Figure 1: number of participants in the ECVET Workshops

It is worth mentioning the high rate of continuity: around two thirds of the contributors to each of the first three meetings attended the following one. This gives a positive indication of the registered interest in the project, which has generated a small but committed community of participants.

In adition to the total figures, the diversity of the contributors' country and type of organisation were  necessary conditions for ensuring an adequacte outcome on an EU-wide level.  As shown in the figures below, this diversity has been reasonably well achieved.


Figure 2: Participations per type of organisation                  Figure 3: Participations per country

The outcomes

After several revisions, the work methodology for the preparation of the job profiles has been fixed as a three-step workflow, consisting of draft preparation, individual review and group review for every profile. Although the job lists are subject to continuous revision, when you consider that there are 155 positions at the moment, this means 465 tasks in total, of which around fifty per cent has been completed. Around one in nine positions has at least received  a first draft

Simultaneously to the preparation of the profiles, the concept has been discussed and revised in every workshop, leading to successive modifications of the profile template. The present model aims at providing a very concise formulation of the job requirements, which are individually marked with the European Qualifications Framework (EQF)2 descriptors.  Being competence-focused  the reference to associated academic levels has recently been removed. According to the conclusions of the last workshop a more systematic terminology and categorisation shall be implemented to define the job titles.
On the other hand, the Competence Catalogue contains near 650 entries. The IET is seeking an expert partner to carry out the necessary reviewing, structuring, and enlargement.

Challenges for the future

The finalisation of the job profiles still requires an important investment of resources. The remaining tasks to be carried out are to a large extent reliant on group reviews, which are significantly time-consuming.

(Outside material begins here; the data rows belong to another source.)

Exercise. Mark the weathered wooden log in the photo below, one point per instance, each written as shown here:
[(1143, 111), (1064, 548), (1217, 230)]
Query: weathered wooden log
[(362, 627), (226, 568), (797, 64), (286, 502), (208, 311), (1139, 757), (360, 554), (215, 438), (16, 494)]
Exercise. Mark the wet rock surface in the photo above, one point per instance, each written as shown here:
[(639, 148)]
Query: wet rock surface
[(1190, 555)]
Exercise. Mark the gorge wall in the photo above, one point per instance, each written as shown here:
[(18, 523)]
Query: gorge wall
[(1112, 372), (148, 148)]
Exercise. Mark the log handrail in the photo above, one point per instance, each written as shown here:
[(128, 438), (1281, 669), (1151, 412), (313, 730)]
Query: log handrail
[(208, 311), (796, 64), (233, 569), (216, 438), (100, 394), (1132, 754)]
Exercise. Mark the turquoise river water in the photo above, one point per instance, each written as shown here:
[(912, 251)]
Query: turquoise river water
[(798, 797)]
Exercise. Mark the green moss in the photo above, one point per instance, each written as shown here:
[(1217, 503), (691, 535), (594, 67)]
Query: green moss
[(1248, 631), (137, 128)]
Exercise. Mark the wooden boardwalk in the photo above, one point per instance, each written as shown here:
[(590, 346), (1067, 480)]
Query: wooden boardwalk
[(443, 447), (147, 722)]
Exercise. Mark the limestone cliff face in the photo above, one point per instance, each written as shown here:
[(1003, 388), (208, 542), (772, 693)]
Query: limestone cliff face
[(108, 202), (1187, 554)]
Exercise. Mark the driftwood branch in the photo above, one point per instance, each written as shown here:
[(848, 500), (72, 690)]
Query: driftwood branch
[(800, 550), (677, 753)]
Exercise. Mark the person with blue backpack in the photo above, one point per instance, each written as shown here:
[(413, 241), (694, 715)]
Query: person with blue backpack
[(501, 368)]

Regarding the sectors involved in the project, so far the presence of the scientific and educational sectors prevails: universities, training providers and research centres. It would be desirable to increase the presence of the industrial sector in the process, particularly NPP operators that will be the final users of the human resources trained under the ECVET system. Moreover, the project has been partly hindered by inadequate input relating to NPP design and construction activities, which caused the slow progress  of the new build phase.

Also a widening in the scope of the taxonomy could be undertaken sometime in the near future to incorporate nuclear activities related to fission generation  that are outside the NPP, such as regulatory bodies and research.

Finally, after the completion of the taxonomy it will be necessary to submit the results for consensus among all stakeholders that are part of the nuclear field including: nuclear authorities (TSO's), educational institutions (universities and VET providers) and industry (particularly NPP operators).

The resolution of these potential challenges could benefit the implementation of ECVET in the nuclear field and thereby help bridge the human resources gap that currently persists in Europe's nuclear industry.